Acyl-coenzyme A:cholesterol acyltransferase is an intracellular protein located in the endoplasmic reticulum that forms cholesterol esters from cholesterol. Accumulation of cholesterol esters as cytoplasmic lipid droplets within macrophages and smooth muscle cells is a characteristic feature of the early stages of atherosclerotic plaques (Cadigan et al., 1988).

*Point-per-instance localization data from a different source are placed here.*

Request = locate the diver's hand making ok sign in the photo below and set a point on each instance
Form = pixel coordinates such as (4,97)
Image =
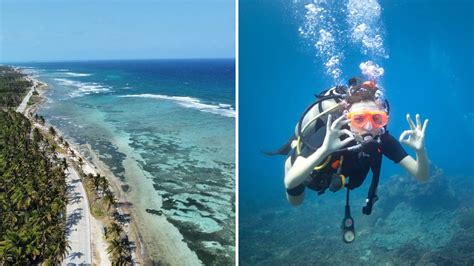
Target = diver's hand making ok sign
(332,142)
(416,136)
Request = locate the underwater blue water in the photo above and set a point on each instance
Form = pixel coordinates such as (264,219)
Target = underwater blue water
(166,130)
(429,71)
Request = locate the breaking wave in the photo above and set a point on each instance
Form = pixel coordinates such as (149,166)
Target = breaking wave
(82,88)
(190,102)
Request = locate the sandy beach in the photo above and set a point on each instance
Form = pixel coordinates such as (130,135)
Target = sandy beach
(169,250)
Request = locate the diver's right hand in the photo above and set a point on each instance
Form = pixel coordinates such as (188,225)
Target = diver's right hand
(331,141)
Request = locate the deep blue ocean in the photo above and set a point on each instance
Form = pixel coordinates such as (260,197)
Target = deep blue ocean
(165,131)
(426,51)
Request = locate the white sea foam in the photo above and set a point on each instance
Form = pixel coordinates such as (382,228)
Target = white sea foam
(189,102)
(82,88)
(73,74)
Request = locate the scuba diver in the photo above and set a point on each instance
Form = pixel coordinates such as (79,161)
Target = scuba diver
(343,135)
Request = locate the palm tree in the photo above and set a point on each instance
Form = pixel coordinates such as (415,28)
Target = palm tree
(104,184)
(109,198)
(114,231)
(52,131)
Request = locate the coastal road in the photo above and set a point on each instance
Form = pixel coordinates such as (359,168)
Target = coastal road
(21,108)
(78,229)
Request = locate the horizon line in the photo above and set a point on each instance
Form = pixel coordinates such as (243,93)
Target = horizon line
(125,59)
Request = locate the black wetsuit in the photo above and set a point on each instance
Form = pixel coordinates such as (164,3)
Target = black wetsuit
(356,165)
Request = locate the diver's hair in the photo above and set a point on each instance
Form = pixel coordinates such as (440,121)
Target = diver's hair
(360,94)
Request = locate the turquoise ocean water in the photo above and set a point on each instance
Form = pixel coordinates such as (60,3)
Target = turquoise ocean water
(290,50)
(165,128)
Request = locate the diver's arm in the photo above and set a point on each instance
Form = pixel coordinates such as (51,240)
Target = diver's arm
(417,168)
(302,167)
(294,200)
(416,136)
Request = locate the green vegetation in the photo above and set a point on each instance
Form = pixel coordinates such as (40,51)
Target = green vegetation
(103,205)
(32,195)
(118,249)
(13,86)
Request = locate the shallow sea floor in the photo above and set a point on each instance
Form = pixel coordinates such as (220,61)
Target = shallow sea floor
(175,163)
(412,224)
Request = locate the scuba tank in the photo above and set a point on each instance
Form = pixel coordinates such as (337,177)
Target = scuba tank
(309,135)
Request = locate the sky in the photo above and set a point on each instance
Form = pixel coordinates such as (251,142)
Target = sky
(59,30)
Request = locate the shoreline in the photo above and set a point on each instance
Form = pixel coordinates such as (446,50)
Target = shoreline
(88,167)
(171,247)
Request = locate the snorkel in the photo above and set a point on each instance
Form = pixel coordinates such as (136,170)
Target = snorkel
(367,110)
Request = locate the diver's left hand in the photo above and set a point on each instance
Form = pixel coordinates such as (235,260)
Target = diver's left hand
(416,136)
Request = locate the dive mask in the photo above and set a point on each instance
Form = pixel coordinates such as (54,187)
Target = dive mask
(359,119)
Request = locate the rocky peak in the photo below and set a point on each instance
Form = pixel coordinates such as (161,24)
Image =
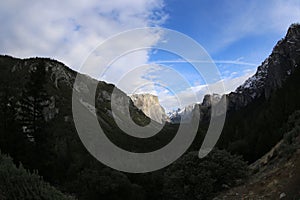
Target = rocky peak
(272,73)
(150,106)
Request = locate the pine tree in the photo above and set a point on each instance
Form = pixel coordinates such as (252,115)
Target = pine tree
(34,100)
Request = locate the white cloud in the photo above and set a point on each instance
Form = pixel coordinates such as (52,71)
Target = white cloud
(69,30)
(171,102)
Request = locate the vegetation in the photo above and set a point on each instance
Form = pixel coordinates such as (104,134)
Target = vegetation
(16,183)
(191,178)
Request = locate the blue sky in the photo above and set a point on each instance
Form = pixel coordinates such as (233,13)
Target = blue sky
(237,34)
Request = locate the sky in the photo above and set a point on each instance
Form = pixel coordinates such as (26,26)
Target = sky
(237,35)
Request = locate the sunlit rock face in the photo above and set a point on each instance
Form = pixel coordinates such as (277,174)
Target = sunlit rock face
(150,106)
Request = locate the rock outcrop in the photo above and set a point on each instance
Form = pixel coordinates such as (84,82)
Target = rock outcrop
(272,73)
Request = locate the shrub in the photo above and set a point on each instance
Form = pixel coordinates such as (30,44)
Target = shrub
(191,178)
(17,183)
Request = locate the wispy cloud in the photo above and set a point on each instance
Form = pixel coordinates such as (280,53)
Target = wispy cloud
(234,62)
(68,30)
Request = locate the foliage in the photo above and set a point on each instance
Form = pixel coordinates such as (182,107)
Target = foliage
(106,184)
(17,183)
(191,178)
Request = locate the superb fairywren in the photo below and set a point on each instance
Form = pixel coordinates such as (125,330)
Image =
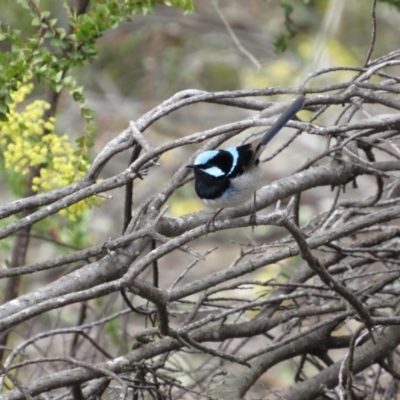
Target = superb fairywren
(228,178)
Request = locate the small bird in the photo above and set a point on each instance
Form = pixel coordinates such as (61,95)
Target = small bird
(228,178)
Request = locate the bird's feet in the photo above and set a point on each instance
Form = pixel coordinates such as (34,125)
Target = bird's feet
(212,220)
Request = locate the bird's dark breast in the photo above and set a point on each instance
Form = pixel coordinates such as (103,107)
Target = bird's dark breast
(208,186)
(245,155)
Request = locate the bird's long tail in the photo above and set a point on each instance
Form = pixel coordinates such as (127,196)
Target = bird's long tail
(296,106)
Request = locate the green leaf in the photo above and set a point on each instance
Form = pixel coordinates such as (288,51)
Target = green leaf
(87,113)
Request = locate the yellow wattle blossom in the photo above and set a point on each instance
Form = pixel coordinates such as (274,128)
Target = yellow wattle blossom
(27,140)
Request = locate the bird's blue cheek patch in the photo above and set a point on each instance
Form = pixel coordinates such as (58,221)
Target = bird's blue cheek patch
(205,157)
(214,171)
(235,154)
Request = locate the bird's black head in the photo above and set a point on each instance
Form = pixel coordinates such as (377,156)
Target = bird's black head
(213,169)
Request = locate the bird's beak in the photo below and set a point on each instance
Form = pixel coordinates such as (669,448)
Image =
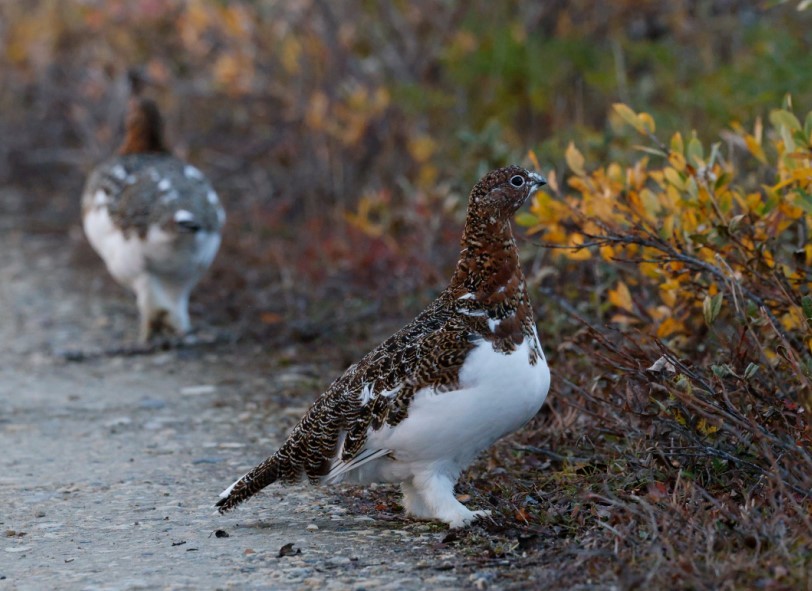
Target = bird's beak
(537,179)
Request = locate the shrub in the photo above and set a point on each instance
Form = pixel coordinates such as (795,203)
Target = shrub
(688,273)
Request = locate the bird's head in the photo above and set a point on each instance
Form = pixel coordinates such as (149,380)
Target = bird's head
(144,128)
(501,192)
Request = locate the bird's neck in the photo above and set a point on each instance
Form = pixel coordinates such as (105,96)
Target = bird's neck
(489,268)
(142,140)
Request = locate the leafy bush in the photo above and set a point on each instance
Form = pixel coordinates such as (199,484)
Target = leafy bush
(688,274)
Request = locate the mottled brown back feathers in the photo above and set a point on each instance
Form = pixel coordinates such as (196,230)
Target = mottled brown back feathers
(485,301)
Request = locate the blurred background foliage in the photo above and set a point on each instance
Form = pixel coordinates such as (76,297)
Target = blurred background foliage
(350,132)
(669,261)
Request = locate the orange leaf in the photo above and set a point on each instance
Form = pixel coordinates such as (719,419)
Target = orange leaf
(621,297)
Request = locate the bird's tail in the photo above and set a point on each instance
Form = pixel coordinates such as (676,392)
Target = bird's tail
(250,484)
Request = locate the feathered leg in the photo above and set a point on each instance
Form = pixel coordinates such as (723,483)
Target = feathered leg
(435,492)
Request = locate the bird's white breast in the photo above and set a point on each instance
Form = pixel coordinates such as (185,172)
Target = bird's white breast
(498,394)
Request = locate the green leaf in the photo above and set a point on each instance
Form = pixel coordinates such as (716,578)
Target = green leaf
(721,371)
(781,118)
(629,116)
(735,222)
(806,304)
(711,306)
(695,153)
(648,150)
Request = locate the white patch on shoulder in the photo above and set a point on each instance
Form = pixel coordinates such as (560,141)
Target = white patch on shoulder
(100,198)
(366,393)
(498,393)
(207,245)
(170,196)
(184,216)
(190,172)
(122,254)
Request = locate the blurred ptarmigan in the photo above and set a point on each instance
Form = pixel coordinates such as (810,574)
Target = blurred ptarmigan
(422,405)
(154,219)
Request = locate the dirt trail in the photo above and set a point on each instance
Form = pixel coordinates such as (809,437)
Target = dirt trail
(109,467)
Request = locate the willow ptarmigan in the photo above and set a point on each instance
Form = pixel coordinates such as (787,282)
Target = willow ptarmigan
(155,221)
(419,408)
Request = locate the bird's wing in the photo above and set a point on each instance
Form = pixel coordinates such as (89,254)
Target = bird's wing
(377,391)
(330,439)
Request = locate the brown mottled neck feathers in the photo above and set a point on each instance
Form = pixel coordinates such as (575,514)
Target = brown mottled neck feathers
(489,263)
(144,129)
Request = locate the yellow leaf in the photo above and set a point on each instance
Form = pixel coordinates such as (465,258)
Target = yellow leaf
(575,160)
(578,255)
(647,121)
(621,297)
(669,326)
(676,143)
(755,148)
(421,148)
(673,177)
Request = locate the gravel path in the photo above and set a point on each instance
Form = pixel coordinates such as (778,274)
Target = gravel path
(110,466)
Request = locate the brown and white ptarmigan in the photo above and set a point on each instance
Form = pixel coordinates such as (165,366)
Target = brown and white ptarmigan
(418,408)
(154,219)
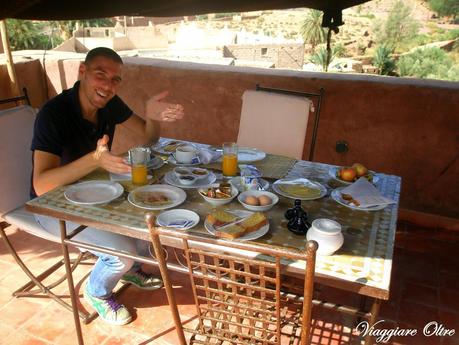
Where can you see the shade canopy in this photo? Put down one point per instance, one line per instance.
(86, 9)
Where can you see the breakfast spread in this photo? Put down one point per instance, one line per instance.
(229, 226)
(152, 198)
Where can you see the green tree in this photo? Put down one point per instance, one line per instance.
(445, 7)
(398, 28)
(383, 61)
(431, 63)
(312, 30)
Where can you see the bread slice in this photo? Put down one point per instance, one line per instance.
(219, 218)
(230, 232)
(254, 222)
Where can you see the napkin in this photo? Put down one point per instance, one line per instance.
(366, 194)
(207, 156)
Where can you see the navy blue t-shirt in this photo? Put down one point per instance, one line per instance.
(60, 128)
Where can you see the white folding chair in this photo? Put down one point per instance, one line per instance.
(16, 129)
(276, 121)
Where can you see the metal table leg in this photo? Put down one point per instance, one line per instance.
(68, 271)
(373, 315)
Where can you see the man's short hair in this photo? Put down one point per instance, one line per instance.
(105, 52)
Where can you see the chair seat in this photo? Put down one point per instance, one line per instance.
(25, 221)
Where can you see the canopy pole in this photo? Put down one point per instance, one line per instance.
(9, 60)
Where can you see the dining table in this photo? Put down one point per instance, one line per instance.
(362, 265)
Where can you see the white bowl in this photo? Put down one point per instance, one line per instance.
(199, 173)
(327, 233)
(181, 171)
(187, 180)
(215, 201)
(257, 193)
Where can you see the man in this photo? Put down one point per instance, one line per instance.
(72, 136)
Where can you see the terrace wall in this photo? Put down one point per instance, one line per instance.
(404, 127)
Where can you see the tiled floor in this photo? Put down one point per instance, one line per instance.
(425, 288)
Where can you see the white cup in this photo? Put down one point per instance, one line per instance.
(327, 233)
(185, 154)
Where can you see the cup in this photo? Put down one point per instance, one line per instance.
(229, 165)
(184, 154)
(139, 157)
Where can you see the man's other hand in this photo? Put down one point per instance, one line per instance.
(159, 110)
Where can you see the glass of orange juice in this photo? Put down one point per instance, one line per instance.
(229, 159)
(139, 157)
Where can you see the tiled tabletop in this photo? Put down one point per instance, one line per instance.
(364, 260)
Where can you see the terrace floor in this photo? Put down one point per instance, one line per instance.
(425, 287)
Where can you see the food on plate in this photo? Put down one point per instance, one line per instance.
(264, 200)
(360, 169)
(300, 190)
(171, 146)
(354, 172)
(229, 226)
(348, 174)
(223, 191)
(152, 198)
(252, 200)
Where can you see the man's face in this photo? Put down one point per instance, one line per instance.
(100, 80)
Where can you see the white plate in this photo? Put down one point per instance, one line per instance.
(172, 179)
(93, 192)
(248, 154)
(300, 181)
(333, 170)
(250, 236)
(160, 148)
(237, 182)
(173, 217)
(336, 195)
(172, 160)
(175, 195)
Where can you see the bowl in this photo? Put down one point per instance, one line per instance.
(187, 180)
(327, 233)
(181, 171)
(215, 201)
(199, 173)
(257, 194)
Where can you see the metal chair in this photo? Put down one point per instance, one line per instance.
(286, 111)
(238, 297)
(16, 129)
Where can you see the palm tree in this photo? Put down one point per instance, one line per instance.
(312, 30)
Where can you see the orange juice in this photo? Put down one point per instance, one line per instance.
(139, 174)
(229, 164)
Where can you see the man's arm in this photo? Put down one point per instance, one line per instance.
(156, 111)
(49, 174)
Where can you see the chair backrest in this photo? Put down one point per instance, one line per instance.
(16, 129)
(275, 123)
(238, 299)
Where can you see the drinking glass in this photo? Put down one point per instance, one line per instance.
(139, 157)
(229, 159)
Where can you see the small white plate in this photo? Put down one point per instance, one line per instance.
(237, 182)
(172, 179)
(334, 170)
(174, 218)
(93, 192)
(336, 195)
(250, 236)
(299, 181)
(174, 194)
(168, 147)
(248, 154)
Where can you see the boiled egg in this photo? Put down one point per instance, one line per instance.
(264, 200)
(251, 200)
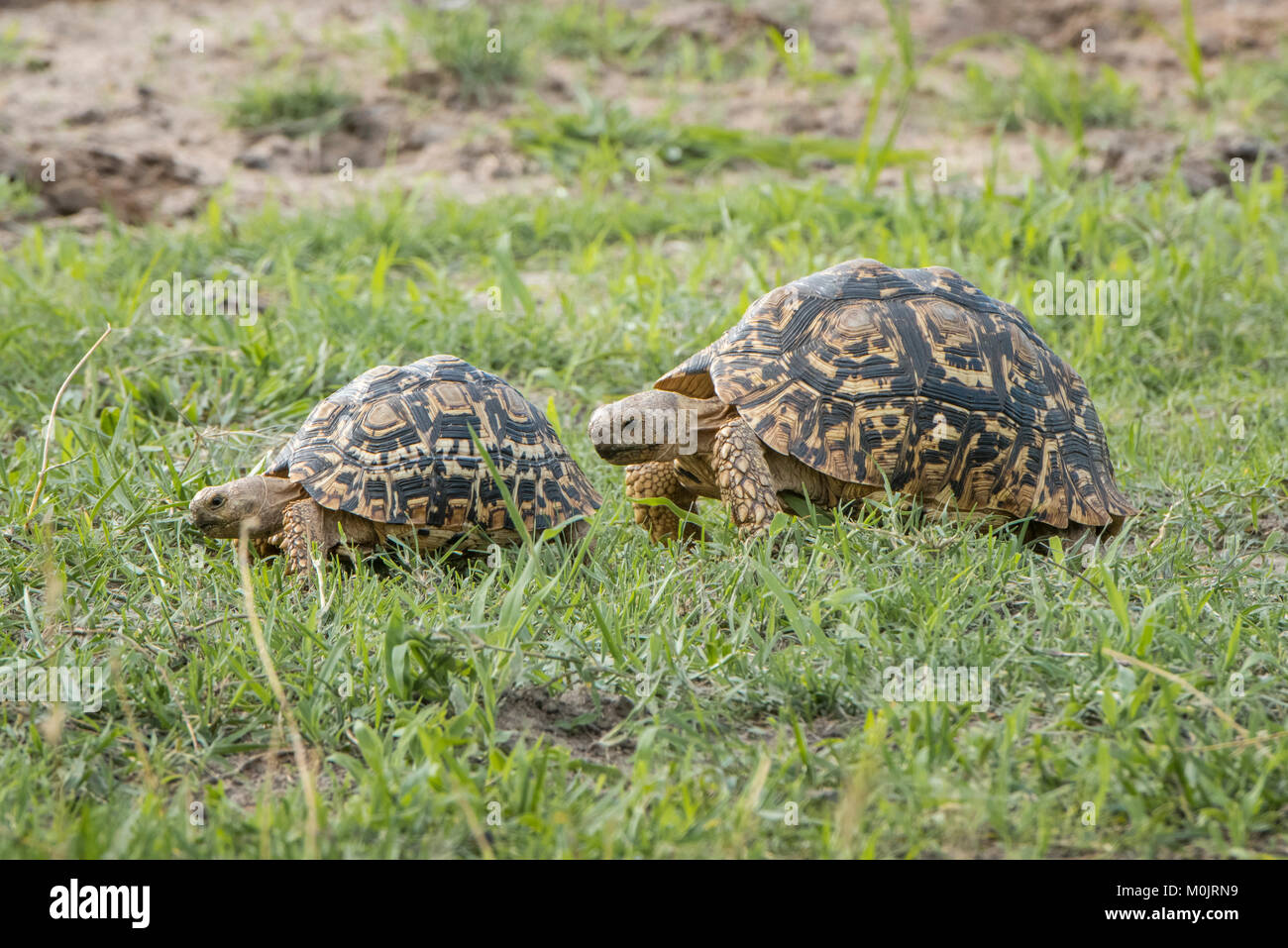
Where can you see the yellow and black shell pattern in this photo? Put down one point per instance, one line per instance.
(394, 446)
(914, 377)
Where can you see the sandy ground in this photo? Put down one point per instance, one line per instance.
(133, 117)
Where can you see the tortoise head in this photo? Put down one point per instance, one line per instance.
(254, 504)
(656, 427)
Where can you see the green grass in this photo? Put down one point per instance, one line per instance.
(290, 104)
(747, 689)
(755, 683)
(1051, 91)
(605, 142)
(485, 52)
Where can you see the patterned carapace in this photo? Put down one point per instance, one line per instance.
(917, 378)
(394, 446)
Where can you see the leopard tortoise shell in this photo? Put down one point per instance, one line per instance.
(862, 376)
(391, 455)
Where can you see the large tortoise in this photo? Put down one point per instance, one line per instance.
(390, 455)
(862, 376)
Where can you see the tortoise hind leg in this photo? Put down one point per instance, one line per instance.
(658, 479)
(303, 524)
(746, 481)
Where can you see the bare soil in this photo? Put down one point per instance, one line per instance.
(134, 121)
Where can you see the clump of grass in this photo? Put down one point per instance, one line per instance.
(610, 138)
(581, 30)
(294, 107)
(16, 200)
(1051, 91)
(11, 47)
(485, 55)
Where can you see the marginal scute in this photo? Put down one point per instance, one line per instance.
(914, 377)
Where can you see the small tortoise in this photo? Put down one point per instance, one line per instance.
(390, 455)
(862, 376)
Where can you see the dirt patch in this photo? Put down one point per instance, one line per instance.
(137, 121)
(245, 776)
(576, 719)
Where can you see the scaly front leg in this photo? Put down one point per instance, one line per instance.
(746, 483)
(658, 479)
(303, 526)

== Structure and biogenesis ==
SOAT1 is a polytopic integral membrane protein belonging to the membrane-bound O-acyltransferase (MBOAT) superfamily. The structure of SOAT1 has not yet been solved but that of DltB, a bacterial MBOAT, suggests a complex arrangement of multiple transmembrane domains (TMDs). Primary sequences of predicted SOAT1 TMDs indicate many unusual TMD features such as the presence of multiple charged residues within the lipid bilayer. These features can render challenging the integration of a TMD into the hydrophobic phase of the membrane and might therefore require specialised chaperones. A first hint of such a chaperone assisting SOAT1 biogenesis has been the recognition of the involvement of the ER membrane protein complex (EMC), a molecular chaperone and insertase for integral membrane proteins, in maintaining SOAT1 stability.